On se cogne contre les leurres du labyrinthe. A moins qu’on ne se réfugie, entre les brindilles enchevêtrées, dans la douceur d’un nid.

III

Vient pourtant un moment où il faut bien le quitter, ce nid. S’emplumer. En finir avec l’oisillon. Elle a donc entamé une longue série d’oiseaux (acrylique sur toile) dont on ne voit ni les yeux, ni le visage. Et la référence, d’ailleurs, évoque Georges Franju, non pour « Les yeux sans visage » bien sûr, mais plutôt pour « Judex », avec ces humains à têtes de volatiles. L’un d’eux s’avance au milieu du bal, rapace au bec crochu, impassible, au rythme d’une marche funèbre (signée Maurice Jarre), une blanche colombe, morte, dans le creux de la main. Car il y a dans cette série quelque chose du travail de l’entomologiste.
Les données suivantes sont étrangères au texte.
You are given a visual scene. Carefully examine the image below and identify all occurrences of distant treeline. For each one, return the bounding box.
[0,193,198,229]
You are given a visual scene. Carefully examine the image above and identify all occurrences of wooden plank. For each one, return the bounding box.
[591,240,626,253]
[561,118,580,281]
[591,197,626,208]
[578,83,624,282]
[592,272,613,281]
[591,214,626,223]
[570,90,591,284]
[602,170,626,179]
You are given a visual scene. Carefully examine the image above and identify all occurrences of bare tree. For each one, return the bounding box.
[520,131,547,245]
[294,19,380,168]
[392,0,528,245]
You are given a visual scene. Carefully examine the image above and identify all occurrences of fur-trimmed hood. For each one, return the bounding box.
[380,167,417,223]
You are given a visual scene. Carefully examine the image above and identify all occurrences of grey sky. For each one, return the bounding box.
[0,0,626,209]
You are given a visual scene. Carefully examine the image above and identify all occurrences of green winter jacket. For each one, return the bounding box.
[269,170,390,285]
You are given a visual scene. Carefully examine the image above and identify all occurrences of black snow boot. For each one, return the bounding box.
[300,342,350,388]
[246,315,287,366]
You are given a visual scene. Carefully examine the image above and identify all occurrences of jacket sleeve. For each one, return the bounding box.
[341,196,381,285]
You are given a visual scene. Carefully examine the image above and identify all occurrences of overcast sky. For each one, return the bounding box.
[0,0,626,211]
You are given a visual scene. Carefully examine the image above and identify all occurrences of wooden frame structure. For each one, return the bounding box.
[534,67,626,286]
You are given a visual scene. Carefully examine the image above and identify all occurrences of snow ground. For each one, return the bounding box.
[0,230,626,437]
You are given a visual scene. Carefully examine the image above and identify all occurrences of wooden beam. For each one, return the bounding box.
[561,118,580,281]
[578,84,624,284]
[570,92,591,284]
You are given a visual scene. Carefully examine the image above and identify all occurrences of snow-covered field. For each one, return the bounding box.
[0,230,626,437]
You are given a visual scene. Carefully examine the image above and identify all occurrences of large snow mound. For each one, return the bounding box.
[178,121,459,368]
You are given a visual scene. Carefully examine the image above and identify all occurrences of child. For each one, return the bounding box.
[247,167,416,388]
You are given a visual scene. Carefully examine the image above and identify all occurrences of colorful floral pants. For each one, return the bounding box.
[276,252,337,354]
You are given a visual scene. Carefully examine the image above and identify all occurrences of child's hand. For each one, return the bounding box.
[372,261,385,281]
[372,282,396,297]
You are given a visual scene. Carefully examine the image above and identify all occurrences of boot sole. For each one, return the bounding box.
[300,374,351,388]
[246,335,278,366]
Ou des portraitistes du 19ème qui fixaient sur la toile les grands hommes et leur offraient l’immortalité  – poètes, musiciens, politiciens ou maréchaux –, juste avant l’arrivée de la photographie qui rendra caduque l’extrême précision que ces peintres mettaient à retranscrire la réalité d’un corps et d’un visage. En pendant de ces « portraits » d’oiseaux vus de dos, elle a aussi réalisé une série intitulée « War », cette fois à la mine de plomb sur papier gauffré. Plus question, ici, de monumental ou d’immortalité. Les oiseaux perdent de leur superbe, prennent des coups. Amochés, déplumés par endroits, éteints, fatigués.
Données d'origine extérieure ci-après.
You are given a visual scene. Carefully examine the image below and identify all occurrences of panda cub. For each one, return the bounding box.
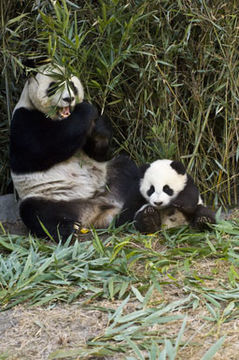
[10,65,138,240]
[118,159,215,233]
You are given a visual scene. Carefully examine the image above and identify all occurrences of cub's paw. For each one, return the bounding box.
[72,221,90,241]
[192,205,216,230]
[135,205,161,233]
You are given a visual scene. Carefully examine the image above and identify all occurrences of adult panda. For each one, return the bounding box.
[118,159,215,233]
[10,65,138,240]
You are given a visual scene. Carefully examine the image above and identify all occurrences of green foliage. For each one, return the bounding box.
[0,0,239,206]
[0,221,239,360]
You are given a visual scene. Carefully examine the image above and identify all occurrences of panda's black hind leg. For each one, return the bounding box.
[20,198,80,242]
[135,205,161,233]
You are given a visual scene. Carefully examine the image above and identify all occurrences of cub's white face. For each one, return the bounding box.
[140,159,187,208]
[15,65,84,120]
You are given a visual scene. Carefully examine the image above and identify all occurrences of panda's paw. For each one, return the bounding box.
[135,205,161,233]
[193,205,216,230]
[72,221,89,241]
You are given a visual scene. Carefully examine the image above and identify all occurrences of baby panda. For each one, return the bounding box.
[118,159,215,233]
[10,65,138,241]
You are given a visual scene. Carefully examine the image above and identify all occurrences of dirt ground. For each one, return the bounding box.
[0,287,239,360]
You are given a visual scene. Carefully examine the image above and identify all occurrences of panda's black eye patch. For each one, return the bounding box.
[70,81,78,95]
[147,185,155,196]
[47,81,58,97]
[163,185,173,196]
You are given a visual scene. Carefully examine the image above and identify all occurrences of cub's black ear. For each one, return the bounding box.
[139,164,150,178]
[170,161,186,175]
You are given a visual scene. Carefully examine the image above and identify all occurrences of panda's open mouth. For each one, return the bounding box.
[58,106,71,119]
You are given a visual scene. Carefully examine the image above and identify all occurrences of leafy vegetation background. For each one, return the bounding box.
[0,0,239,360]
[0,0,239,207]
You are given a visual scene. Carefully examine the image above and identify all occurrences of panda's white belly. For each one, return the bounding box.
[12,155,106,200]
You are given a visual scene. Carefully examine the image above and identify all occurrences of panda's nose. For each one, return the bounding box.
[154,201,163,206]
[63,97,75,104]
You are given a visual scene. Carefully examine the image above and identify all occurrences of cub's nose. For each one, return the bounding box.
[63,97,75,104]
[154,201,163,206]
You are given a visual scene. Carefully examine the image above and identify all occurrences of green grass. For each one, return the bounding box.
[0,0,239,360]
[0,221,239,360]
[0,0,239,207]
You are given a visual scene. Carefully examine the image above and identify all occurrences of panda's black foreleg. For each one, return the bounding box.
[191,205,216,231]
[20,198,78,242]
[134,204,162,233]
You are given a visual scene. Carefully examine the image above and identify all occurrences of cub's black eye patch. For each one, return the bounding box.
[147,185,155,196]
[70,81,78,95]
[47,81,58,97]
[163,185,173,196]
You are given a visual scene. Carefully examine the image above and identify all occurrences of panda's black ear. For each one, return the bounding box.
[170,161,186,175]
[139,163,150,178]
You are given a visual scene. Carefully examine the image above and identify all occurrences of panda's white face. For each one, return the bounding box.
[16,65,84,120]
[140,159,187,208]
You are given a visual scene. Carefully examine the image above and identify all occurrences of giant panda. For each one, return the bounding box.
[118,159,215,233]
[10,65,138,241]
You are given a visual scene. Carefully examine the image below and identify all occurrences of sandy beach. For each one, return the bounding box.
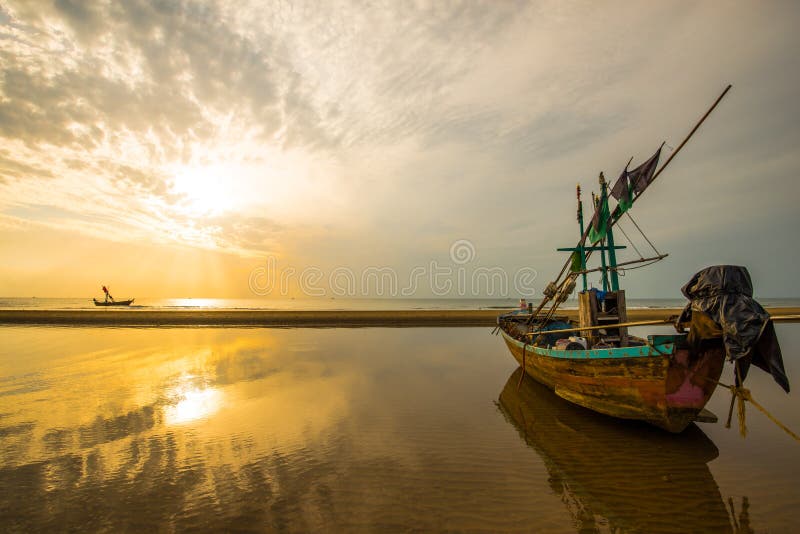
[0,308,800,327]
La vie comme un champ de bataille.

                                                                                                             IV

Alors il faut bien en revenir au nid, en sculpture de fils de plâtre cette fois. Le plâtre qui répare, consolide et guérit. Le plâtre en bandelettes entremêlées afin de retrouver le geste des oiseaux entrecroisant leurs brindilles. Et le point de vue bascule. Plus celui de l’oiseau sorti de son nid, mais celui qui y revient, non pour s’y lover de nouveau, mais pour en construire d’autres, à l’infini. Aussi, ce blanc qu’on avait pris pour la couleur de la mort est peut-être finalement celle de la vie (la blanche colombe, dans le film de Franju, finit d’ailleurs par se réveiller et s’envoler – ce n’était qu’un tour de magie). Une multitude de nids, ronds comme la Terre, parce que c’est la forme première, celle d’où tout part et où tout revient. « Il y a un hélas dans un chant de tendresse »  est le titre de cette installation, en hommage à Bachelard. Le chant comme celui des oiseaux. La tendresse comme celle dans laquelle on baigne au creux de son nid. Le hélas car le reste de la vie n’est pas si douillet, et se laisse submerger par la mélancolie à regarder le présent disparaître aussi vite qu’il est apparu. Mais peut-être est-ce plutôt un champ, à bien y réfléchir, où sont disposées jusqu’à l’horizon des myriades de nids blancs sur du rouge.

Une longue étendue plane que le temps se charge d’emmêler, d’enrouler. Ou de dérouler.